The Strokes star Albert Hammond, Jr. has told how his crippling addition to heroin and cocaine left him fearing for his sanity and drove him to the brink of death.

The guitarist revealed last month (Sept13) that he had been hooked on the killer drugs for four years during the band's heyday, and now he has revealed the depths he sunk to during his addiction.

He admits he embraced the "dark side" of being a junkie and spent days alone in a room shooting up.

The Last Nite hitmaker tells The-Talks.com, "I did some crazy things, some things I am not proud of. You know, I reached points where I was insane, hearing voices because I was up for so long, moving stuff around and locking myself in my room for long periods of time.
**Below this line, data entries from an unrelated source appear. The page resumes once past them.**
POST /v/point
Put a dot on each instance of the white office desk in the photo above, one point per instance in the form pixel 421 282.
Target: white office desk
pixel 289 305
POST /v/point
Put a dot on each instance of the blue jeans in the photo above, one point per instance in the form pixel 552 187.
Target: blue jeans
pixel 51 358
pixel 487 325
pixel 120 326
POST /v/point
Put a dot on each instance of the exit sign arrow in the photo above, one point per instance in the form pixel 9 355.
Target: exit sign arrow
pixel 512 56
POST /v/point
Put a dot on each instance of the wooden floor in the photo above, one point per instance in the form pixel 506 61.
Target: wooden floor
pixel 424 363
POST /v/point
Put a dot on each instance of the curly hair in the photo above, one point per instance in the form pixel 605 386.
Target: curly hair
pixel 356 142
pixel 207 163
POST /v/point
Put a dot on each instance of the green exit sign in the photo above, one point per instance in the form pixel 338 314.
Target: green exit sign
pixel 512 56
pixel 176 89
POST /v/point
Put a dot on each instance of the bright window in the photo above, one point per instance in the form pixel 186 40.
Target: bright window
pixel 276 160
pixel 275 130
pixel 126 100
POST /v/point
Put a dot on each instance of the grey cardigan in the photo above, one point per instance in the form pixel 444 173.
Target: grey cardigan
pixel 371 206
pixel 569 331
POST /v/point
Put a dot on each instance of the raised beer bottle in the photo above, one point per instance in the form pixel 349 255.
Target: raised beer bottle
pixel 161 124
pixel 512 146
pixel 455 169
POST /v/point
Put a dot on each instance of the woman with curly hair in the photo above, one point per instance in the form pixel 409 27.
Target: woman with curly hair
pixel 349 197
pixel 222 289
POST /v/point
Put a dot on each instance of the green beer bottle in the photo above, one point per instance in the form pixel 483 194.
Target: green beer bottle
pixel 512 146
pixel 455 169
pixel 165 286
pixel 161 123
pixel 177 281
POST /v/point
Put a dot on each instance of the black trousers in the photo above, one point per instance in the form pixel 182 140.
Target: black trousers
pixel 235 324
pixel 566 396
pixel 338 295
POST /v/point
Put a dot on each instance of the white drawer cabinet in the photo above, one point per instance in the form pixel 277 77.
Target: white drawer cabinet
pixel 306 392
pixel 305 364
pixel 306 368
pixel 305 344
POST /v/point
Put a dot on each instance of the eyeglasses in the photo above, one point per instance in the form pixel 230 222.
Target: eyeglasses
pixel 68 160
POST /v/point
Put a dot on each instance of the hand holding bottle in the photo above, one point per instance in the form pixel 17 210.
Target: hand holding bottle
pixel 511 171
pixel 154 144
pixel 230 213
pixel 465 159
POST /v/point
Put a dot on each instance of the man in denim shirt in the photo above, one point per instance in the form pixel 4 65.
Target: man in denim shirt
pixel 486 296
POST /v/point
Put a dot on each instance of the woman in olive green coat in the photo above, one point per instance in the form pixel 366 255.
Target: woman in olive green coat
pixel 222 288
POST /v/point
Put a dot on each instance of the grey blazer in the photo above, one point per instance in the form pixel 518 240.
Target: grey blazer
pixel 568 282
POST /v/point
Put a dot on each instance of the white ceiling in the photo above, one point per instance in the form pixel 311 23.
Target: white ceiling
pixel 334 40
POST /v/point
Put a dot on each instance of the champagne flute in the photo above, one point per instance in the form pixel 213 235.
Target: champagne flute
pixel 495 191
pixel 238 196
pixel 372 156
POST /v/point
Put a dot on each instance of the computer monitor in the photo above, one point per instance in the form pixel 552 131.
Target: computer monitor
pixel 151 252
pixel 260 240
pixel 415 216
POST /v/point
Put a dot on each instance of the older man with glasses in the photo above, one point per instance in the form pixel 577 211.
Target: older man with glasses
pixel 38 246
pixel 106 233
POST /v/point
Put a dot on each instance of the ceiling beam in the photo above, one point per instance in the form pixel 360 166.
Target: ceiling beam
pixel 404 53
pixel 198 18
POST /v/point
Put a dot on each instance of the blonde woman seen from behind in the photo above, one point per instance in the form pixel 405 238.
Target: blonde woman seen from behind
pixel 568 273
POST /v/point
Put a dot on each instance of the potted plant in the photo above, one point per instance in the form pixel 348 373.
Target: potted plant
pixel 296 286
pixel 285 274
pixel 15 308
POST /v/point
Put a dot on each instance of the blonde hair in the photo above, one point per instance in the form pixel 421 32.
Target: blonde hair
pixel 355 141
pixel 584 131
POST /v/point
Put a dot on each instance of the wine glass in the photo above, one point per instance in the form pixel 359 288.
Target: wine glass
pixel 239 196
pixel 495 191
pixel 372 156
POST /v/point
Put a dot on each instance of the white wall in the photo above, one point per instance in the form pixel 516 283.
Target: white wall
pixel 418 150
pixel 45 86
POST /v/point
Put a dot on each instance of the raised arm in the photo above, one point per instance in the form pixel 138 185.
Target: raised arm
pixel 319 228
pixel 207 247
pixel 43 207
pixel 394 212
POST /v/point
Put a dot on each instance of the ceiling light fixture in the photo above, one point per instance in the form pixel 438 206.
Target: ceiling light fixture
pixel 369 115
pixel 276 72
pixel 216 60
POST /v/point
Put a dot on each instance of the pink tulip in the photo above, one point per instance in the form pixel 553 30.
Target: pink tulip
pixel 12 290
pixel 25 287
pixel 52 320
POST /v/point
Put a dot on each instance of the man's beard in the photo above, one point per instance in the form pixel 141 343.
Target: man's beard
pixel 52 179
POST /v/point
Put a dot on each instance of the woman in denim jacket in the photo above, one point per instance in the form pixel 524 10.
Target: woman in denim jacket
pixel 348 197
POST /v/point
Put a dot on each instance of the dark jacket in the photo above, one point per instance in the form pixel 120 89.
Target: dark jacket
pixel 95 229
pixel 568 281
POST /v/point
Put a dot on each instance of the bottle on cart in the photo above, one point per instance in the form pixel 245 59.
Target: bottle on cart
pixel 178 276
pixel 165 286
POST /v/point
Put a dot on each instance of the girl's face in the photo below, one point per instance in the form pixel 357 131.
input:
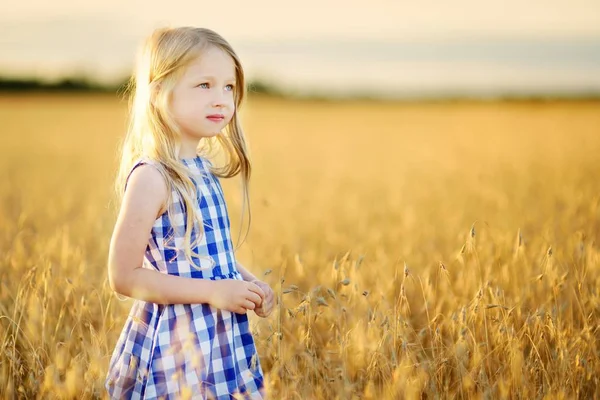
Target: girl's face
pixel 202 101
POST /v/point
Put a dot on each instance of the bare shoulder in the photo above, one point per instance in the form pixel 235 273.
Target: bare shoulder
pixel 146 190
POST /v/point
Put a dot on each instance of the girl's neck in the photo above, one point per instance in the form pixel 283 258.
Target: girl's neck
pixel 188 149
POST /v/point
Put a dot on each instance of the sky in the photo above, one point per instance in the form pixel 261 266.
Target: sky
pixel 388 47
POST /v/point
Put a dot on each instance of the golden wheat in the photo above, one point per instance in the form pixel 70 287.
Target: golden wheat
pixel 446 250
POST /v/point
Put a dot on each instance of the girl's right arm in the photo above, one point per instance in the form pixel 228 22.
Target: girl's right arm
pixel 143 202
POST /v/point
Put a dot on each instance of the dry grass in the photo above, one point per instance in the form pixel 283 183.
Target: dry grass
pixel 446 250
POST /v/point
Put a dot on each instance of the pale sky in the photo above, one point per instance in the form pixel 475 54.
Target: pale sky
pixel 302 43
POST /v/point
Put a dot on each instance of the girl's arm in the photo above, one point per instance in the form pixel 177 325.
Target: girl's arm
pixel 247 275
pixel 266 307
pixel 143 202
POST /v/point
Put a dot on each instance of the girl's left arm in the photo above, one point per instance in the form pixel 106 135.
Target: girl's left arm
pixel 269 301
pixel 247 275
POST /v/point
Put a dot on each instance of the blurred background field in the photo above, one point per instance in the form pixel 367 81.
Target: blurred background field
pixel 425 195
pixel 434 249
"I became in love with that very dark side of it, I became in love with the process of intravenous use, even more so than the drugs, just the process of pushing something in there...

"What everyone (in the band) tells me is that the friendship came before the band. Everyone just told me as a friend, 'I don't want to see you like this. Forget the band'... So I think everyone was just more concerned that I was going to kill myself.
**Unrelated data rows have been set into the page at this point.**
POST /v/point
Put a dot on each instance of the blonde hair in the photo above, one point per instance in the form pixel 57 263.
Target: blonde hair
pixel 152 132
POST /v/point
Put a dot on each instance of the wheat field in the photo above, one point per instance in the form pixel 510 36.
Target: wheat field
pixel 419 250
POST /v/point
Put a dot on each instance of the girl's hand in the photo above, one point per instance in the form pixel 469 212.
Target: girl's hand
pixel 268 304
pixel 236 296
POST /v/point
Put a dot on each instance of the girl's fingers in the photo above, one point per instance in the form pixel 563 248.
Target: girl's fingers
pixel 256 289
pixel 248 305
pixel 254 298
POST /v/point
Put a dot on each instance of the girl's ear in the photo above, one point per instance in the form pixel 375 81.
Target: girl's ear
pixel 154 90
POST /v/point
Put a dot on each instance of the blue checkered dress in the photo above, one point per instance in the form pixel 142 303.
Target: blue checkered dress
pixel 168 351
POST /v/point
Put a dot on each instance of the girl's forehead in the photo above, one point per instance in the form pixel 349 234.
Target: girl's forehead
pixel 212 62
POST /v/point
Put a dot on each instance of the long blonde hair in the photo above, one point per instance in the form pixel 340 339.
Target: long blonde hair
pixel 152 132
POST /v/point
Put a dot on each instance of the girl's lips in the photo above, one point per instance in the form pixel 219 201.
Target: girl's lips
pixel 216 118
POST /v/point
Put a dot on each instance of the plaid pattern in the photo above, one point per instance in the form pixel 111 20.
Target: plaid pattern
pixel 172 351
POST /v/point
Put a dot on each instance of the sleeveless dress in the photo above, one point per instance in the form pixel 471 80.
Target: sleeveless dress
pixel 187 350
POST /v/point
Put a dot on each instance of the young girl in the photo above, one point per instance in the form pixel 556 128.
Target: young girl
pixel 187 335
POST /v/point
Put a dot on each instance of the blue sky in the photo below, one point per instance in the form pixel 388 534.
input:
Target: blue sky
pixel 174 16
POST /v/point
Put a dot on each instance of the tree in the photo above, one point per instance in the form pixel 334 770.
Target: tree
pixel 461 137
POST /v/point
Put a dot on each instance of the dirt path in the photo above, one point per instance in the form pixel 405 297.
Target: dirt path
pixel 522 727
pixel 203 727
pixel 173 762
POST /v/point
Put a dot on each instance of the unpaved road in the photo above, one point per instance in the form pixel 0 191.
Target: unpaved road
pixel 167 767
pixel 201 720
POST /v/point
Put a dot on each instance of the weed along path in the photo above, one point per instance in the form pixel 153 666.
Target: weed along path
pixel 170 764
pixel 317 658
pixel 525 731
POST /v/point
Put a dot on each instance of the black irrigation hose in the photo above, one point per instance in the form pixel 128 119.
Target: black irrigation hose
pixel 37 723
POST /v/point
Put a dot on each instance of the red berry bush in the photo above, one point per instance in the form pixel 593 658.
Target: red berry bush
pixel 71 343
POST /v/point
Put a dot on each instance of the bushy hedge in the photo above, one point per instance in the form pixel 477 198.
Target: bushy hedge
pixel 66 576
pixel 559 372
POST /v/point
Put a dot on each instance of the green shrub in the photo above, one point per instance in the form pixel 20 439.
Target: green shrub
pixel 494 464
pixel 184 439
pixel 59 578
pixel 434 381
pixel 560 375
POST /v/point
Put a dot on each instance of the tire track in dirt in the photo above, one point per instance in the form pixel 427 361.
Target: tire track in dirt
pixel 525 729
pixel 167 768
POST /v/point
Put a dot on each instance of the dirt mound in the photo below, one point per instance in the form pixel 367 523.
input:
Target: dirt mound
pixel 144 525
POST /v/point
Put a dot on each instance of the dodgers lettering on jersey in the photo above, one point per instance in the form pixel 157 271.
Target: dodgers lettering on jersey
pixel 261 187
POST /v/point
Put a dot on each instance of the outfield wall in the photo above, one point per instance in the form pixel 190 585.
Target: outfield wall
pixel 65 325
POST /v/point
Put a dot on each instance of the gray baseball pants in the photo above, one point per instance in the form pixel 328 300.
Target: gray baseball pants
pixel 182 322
"I wasn't going to kill myself on purpose, but you reach a point where you really just don't see it and you just don't care. It could have happened so easily so many times. I don't even know how I kept on waking up. First you are at least measuring it. But by the end you are so shaky, you are just mixing and pouring and sometimes you feel it. You push it in and you know it is too much and then your body goes into some kind of shake and you get extreme fear, like, 'That's it, I have done it, I have done too much. I am going to fall down'."